Market News
Naira loses 0.5% despite 13-year high external reserves of $50.45bn - BUSINESSDAY
The naira weakened across segments of the foreign exchange market on Tuesday, even as Nigeria’s external reserves climbed to a 13-year high of $50.45 billion, underscoring the currency’s continued fragility despite stronger external buffers.
The Central Bank of Nigeria (CBN) said gross external reserves rose to $50.45 billion, bolstering confidence in the country’s foreign exchange position and signalling improved liquidity conditions.
Olayemi Cardoso, Governor of the CBN, disclosed this at the end of the 304th Monetary Policy Committee (MPC) meeting in Abuja. He said the current reserve level is sufficient to provide about 9.68 months of import cover, offering a stronger cushion against external shocks.
Cardoso attributed the increase to higher export earnings and improved remittance inflows, which have supported foreign exchange liquidity and strengthened investor confidence. He added that the CBN would release a detailed breakdown of the reserves in the coming days.
“I believe that as long as we are able to continue in this manner, you will see regular accretion to our reserves,” Cardoso said. “Today it is the highest in 13 years. Next time, we hope to say it is the highest in 15 years.”
At the end of December 2025, the apex bank projected that external reserves would rise to $51.04 billion in 2026, based on easing foreign exchange pressures, stronger oil receipts, and sustained inflows from remittances and foreign portfolio investments. The latest figure suggests progress towards that target.
Despite the positive reserves data, the naira depreciated at the official market. CBN data showed the currency weakened by N6.13 to close at N1,355.37 per dollar on Tuesday, representing a 0.5 per cent decline from N1,349.24 recorded on Monday at the Nigerian Foreign Exchange Market (NFEM) window.
In the parallel market, the naira also weakened, closing at N1,400 per dollar compared with N1,358 the previous day — a N42 decline, equivalent to about 3 per cent depreciation.
The exchange rate gap between the official and parallel markets widened, reflecting renewed pressure on the local currency.
The naira has now weakened for five consecutive trading sessions.
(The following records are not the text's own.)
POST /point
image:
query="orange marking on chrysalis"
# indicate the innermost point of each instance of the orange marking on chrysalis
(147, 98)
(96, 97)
Market reports attributed the trend partly to the CBN’s cautious moderation of the currency’s recent rally at the official market.
Traders said the apex bank absorbed about $190 million from the market last week, a move interpreted as an effort to manage liquidity and prevent excessive volatility.
Analysts warned that a sustained rally in the naira could prompt foreign portfolio investors in the fixed-income market to take profits, sell investment securities, and repatriate funds, thereby increasing demand for the US dollar.
Meanwhile, Bureau De Change (BDC) operators are yet to commence dollar purchases from deposit money banks, despite the CBN’s directive reopening the Nigerian Foreign Exchange Market window to retail BDCs two weeks ago.
A bank treasurer familiar with the process said implementation had not fully commenced.
“The news about funds being sold to BDCs has not gone operational yet. Transactions are based on requests and compliance with CBN-approved BDC requirements. We process requests strictly based on regulatory compliance,” the treasurer said.
The latest currency movement highlights the delicate balance between building external reserves and maintaining exchange rate stability, as policymakers seek to consolidate recent gains in foreign exchange liquidity while guarding against renewed volatility.